Он издает тяжкий вздох только что изнасилованной девушки и наконец открывает зенки.
— Ты че, как баба? — без обиняков спрашивает Берюрье. — Что с тобой случилось?
Вместо ответа Гродю тянет руку в сторону корзины:
— Там!
Можно подумать, что он увидел летающую тарелку.
— Что там такое?
— В корзине! Посмотрите!
Мы оставляем его, чтобы бросить взгляд знатока на указанное им место. Первым “это” замечает Толстяк Берю.
Он ничего не говорит, не хлопается в обморок, но его лягушачья морда зеленеет.
Я отодвигаю его плечом.
Да, ребята, тут есть от чего растянуться на полу в бессознательном состоянии.
Посреди голов коров, быков и волов лежит одна довольно необычного вида: это голова налогоплательщика, всего-навсего…
Мне кажется, я опять стал жертвой галлюцинации. Но нет… Это действительно человеческая голова…
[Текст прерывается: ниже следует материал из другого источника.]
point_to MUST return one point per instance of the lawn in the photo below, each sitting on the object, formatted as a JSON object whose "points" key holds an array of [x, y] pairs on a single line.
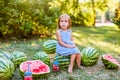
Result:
{"points": [[104, 39]]}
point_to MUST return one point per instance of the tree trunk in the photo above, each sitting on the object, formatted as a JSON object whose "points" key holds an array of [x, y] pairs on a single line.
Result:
{"points": [[94, 12]]}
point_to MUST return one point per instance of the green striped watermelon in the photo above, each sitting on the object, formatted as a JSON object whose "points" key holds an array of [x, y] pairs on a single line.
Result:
{"points": [[7, 56], [49, 46], [19, 57], [63, 60], [42, 56], [6, 69], [89, 56], [38, 68], [110, 62]]}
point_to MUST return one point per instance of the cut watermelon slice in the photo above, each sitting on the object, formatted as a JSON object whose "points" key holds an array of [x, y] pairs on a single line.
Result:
{"points": [[37, 67], [110, 62]]}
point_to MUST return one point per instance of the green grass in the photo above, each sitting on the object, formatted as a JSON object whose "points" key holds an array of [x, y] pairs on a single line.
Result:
{"points": [[104, 39]]}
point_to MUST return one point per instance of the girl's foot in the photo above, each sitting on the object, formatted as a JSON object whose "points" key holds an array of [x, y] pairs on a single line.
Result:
{"points": [[80, 67], [70, 69]]}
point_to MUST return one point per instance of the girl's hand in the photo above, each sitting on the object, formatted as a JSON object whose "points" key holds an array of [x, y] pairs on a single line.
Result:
{"points": [[72, 46]]}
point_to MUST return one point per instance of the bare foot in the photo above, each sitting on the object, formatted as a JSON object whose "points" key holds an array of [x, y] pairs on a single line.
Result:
{"points": [[70, 69], [80, 67]]}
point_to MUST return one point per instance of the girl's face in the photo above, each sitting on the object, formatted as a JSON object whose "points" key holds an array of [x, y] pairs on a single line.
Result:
{"points": [[64, 22]]}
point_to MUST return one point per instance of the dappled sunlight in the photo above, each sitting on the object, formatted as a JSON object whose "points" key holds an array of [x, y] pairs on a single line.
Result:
{"points": [[5, 45], [34, 44], [109, 47]]}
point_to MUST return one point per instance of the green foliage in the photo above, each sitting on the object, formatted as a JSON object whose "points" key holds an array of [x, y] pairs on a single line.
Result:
{"points": [[23, 18], [117, 17]]}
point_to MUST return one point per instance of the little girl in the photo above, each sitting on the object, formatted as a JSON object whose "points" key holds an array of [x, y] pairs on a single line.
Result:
{"points": [[66, 45]]}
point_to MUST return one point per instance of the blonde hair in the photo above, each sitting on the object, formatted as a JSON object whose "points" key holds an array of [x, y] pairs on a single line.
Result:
{"points": [[69, 19]]}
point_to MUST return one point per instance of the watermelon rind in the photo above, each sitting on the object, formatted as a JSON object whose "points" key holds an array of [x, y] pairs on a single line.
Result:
{"points": [[6, 69], [19, 57], [49, 46], [89, 56], [110, 64], [35, 75], [63, 60], [42, 56]]}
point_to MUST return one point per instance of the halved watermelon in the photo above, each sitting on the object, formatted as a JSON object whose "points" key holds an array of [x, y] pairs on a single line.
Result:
{"points": [[110, 62], [37, 67]]}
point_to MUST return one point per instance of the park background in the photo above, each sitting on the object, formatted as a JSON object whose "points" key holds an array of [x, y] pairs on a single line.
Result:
{"points": [[26, 24]]}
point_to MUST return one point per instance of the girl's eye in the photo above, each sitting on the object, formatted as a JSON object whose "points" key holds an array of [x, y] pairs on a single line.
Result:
{"points": [[66, 21], [61, 21]]}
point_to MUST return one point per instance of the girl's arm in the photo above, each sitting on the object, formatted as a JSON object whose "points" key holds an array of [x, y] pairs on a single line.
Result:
{"points": [[61, 42], [72, 38]]}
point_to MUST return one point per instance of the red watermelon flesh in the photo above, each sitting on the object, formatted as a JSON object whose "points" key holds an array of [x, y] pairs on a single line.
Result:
{"points": [[36, 67], [111, 59]]}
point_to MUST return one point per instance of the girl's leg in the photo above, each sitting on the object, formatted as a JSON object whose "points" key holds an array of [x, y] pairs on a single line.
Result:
{"points": [[72, 59], [78, 60]]}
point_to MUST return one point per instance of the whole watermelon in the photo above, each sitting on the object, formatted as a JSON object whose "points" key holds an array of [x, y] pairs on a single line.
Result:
{"points": [[38, 68], [89, 56], [49, 46], [6, 55], [63, 60], [6, 69], [109, 62], [19, 57], [42, 56]]}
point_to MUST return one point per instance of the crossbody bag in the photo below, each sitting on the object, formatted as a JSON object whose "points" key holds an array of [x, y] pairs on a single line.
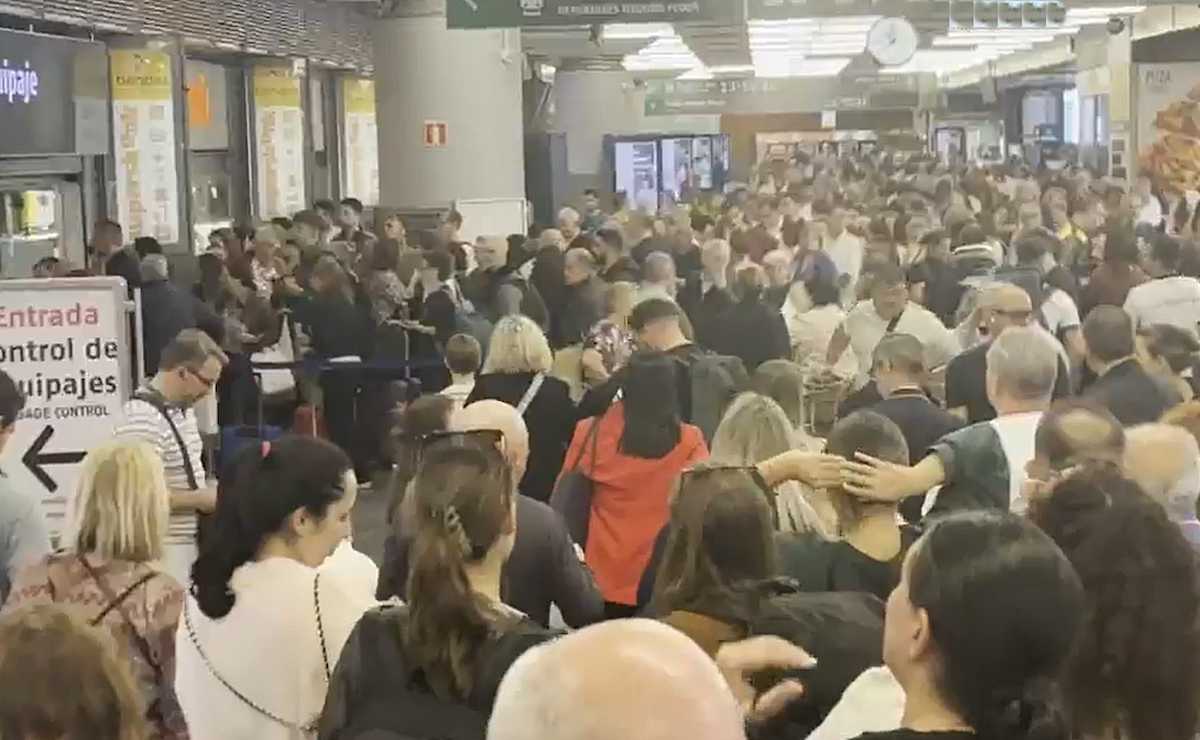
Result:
{"points": [[311, 727]]}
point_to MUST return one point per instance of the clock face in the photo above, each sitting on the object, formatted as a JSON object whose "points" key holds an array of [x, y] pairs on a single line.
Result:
{"points": [[892, 41]]}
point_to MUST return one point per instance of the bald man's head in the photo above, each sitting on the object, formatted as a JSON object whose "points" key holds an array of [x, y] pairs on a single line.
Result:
{"points": [[631, 679], [504, 419], [1073, 433], [1005, 305], [491, 252], [1165, 462]]}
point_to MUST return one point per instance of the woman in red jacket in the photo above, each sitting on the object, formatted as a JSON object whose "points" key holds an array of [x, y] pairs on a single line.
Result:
{"points": [[640, 449]]}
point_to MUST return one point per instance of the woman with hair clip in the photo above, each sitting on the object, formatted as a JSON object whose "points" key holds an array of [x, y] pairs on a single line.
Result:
{"points": [[107, 571], [269, 608], [1135, 671], [432, 668], [756, 428], [981, 626], [633, 453], [340, 331], [717, 584]]}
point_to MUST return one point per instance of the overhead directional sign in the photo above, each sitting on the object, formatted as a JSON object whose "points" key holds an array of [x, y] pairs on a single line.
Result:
{"points": [[767, 95], [519, 13], [36, 461], [65, 343]]}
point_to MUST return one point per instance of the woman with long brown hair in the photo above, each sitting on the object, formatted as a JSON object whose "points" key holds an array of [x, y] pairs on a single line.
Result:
{"points": [[61, 678], [432, 668]]}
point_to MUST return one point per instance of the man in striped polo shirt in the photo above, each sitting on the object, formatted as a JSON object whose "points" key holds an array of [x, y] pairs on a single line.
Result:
{"points": [[161, 415]]}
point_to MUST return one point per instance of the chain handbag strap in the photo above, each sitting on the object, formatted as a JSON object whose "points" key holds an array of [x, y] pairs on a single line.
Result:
{"points": [[312, 726]]}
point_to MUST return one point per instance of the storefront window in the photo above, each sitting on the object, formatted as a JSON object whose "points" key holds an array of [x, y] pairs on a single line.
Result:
{"points": [[29, 229]]}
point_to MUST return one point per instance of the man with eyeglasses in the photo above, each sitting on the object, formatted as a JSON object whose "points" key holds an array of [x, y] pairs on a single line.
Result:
{"points": [[1001, 307], [161, 415]]}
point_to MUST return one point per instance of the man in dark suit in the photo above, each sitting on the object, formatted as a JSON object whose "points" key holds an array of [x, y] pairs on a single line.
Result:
{"points": [[1123, 387], [898, 366]]}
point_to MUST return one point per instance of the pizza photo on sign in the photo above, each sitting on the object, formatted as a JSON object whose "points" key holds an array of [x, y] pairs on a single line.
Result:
{"points": [[1173, 158]]}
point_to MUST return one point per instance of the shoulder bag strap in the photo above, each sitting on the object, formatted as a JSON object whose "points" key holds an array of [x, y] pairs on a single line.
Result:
{"points": [[588, 443], [310, 728], [118, 605], [531, 392], [321, 625], [156, 401]]}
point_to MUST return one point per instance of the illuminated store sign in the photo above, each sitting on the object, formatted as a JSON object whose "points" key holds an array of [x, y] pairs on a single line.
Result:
{"points": [[18, 84]]}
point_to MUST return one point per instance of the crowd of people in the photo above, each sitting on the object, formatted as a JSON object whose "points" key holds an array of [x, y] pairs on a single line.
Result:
{"points": [[876, 447]]}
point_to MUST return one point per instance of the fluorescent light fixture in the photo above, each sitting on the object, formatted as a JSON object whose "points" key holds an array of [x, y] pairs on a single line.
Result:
{"points": [[825, 66], [1102, 13], [666, 53], [634, 31], [943, 61]]}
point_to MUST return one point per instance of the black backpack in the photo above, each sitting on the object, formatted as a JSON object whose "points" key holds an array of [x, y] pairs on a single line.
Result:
{"points": [[843, 630], [377, 695]]}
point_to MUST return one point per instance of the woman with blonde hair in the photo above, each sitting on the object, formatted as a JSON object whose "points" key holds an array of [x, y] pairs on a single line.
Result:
{"points": [[115, 528], [61, 678], [517, 372], [610, 343], [756, 428]]}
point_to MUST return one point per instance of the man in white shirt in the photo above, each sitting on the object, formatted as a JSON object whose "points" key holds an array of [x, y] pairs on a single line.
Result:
{"points": [[846, 252], [891, 311], [982, 465], [462, 358], [161, 415], [1169, 298]]}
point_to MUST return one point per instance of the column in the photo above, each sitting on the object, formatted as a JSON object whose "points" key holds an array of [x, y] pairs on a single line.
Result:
{"points": [[467, 80], [597, 97], [593, 97]]}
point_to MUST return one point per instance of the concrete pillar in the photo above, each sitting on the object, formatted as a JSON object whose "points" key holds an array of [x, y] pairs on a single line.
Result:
{"points": [[468, 80], [597, 97]]}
Я указываю на нее продавцу.
— Я возьму эту, — говорю я ему. — Если не трудно, заверните, потому что я съем ее дома.
Он смотрит, потом бросается к своей бутылке коньяка.
Глава 2
После того как все слабонервные приведены в чувство, над корзинкой, придерживая пузо обеими руками, склоняется дежурный полицейский.
Затем, констатировав, что я самый свежий из группы, он спрашивает дрожащим голосом:
— Что тут случилось?
— По всей видимости, преступление, — отвечаю, — потому что я сильно сомневаюсь, что тот тип (я указываю на корзину) сделал это, бреясь.
Шутка, хотя и предназначенная таким гигантам мысли, как этот блюститель порядка, ни у кого не вызывает смеха.
Я отвожу продавца голов в сторону и предъявляю ему мое служебное удостоверение.
— Старина, я бы хотел услышать вашу версию случившегося…
— Мою что?..
— Вашу точку зрения. Эта человеческая голова не могла добраться сюда сама. Ей это было бы сложновато!
В глазах курчавого мускулистого продавца требухи столько непонимания, что я закрываю свои, дабы избежать головокружения.
— Я не понимаю, как это могло случиться, — уверяет он.
— Где вы храните ваш ливер?
— В холодильных камерах в подвале.
— Вы оставляете их наваленными в корзинах?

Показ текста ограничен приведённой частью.